= Motion Raceway =

Dragstrip in Christian County, Illinois

Motion Raceway is a dragstrip that operated from 1970 until 1983. It was located in Assumption Township approximately 3 miles north of Assumption, Illinois, in Christian County, Illinois and 1.1 miles west of U.S. Route 51.

==History==
John Jones owned and operated Motion Raceway from its very beginnings. Operating from 1970 until its demise in 1983, The track was originally a quarter-mile strip but moved to a 1,000-ft configuration when its 3,000-ft total length became insufficient. Motion Raceway hosted both NHRA and IHRA National Events, and drew nationally known names such as Don Garlits and Shirley Muldowney.

After the 1983 season, the track was closed, the stands were removed, as was the fuel island. The Hemi-powered in-ground starter for the cars was removed, and filled in. Later, Motion's tower was moved a short distance north to Macon Speedway, in Macon, Illinois.

Several rumors circulated over the years as to the reason for the track's demise. Arguably the most popular was that the owner was robbed of the purse money at gunpoint. There were also rumors almost every year since the track's closing, that it would be re-opening the following year, or later in the year.

==Today==
For several years (up until 2008), the track itself had been used for grain storage by Moweaqua Farmer's Co-Op. They would lay the grain on the track, and cover it with tarps until it could be moved into the elevator. The town of Moweaqua, in Shelby County, Illinois is approximately 5 miles north of Motion Raceway.

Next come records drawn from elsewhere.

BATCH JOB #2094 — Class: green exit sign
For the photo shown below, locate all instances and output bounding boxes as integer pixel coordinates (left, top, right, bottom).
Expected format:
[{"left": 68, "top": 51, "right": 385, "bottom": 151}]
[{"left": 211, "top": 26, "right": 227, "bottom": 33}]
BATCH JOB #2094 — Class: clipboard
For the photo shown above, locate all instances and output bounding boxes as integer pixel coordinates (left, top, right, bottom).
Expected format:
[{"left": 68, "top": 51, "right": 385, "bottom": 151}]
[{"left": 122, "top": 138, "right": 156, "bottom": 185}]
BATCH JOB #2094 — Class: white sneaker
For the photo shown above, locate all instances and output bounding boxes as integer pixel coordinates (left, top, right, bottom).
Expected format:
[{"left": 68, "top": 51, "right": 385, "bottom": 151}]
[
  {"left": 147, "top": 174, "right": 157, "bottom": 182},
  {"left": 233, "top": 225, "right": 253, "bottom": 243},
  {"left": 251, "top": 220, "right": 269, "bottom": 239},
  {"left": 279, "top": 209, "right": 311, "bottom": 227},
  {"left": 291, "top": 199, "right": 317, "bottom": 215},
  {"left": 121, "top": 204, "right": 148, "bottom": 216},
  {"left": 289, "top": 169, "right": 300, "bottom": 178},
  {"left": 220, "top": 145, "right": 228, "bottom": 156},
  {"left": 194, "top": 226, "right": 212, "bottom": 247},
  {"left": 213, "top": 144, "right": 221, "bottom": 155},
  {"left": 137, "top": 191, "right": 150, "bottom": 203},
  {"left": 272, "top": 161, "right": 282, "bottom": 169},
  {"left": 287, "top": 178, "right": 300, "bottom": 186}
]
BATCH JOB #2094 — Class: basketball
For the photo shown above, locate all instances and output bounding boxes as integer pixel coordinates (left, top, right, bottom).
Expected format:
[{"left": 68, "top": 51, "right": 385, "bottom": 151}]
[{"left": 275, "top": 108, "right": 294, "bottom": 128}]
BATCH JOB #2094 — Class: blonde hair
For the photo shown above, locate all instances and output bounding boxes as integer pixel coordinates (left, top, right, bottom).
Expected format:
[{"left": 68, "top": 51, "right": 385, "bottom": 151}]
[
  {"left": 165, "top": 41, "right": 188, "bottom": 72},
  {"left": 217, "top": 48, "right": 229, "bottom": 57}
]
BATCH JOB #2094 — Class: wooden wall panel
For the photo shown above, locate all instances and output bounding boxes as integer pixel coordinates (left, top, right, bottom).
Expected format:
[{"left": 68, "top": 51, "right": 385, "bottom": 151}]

Plans had been in place for Motion Raceway to be re-opened. May 3, 2008, was to see racing return to Motion Raceway. Greg Clayton of New Covenant Performance, who was to be in charge of the racing, posted on his website a statement that plans had fallen through. He had secured insurance, but both policy submissions were rejected by the owners of the property. It was also stated that people had entered the property at night, and had caused damage to the property.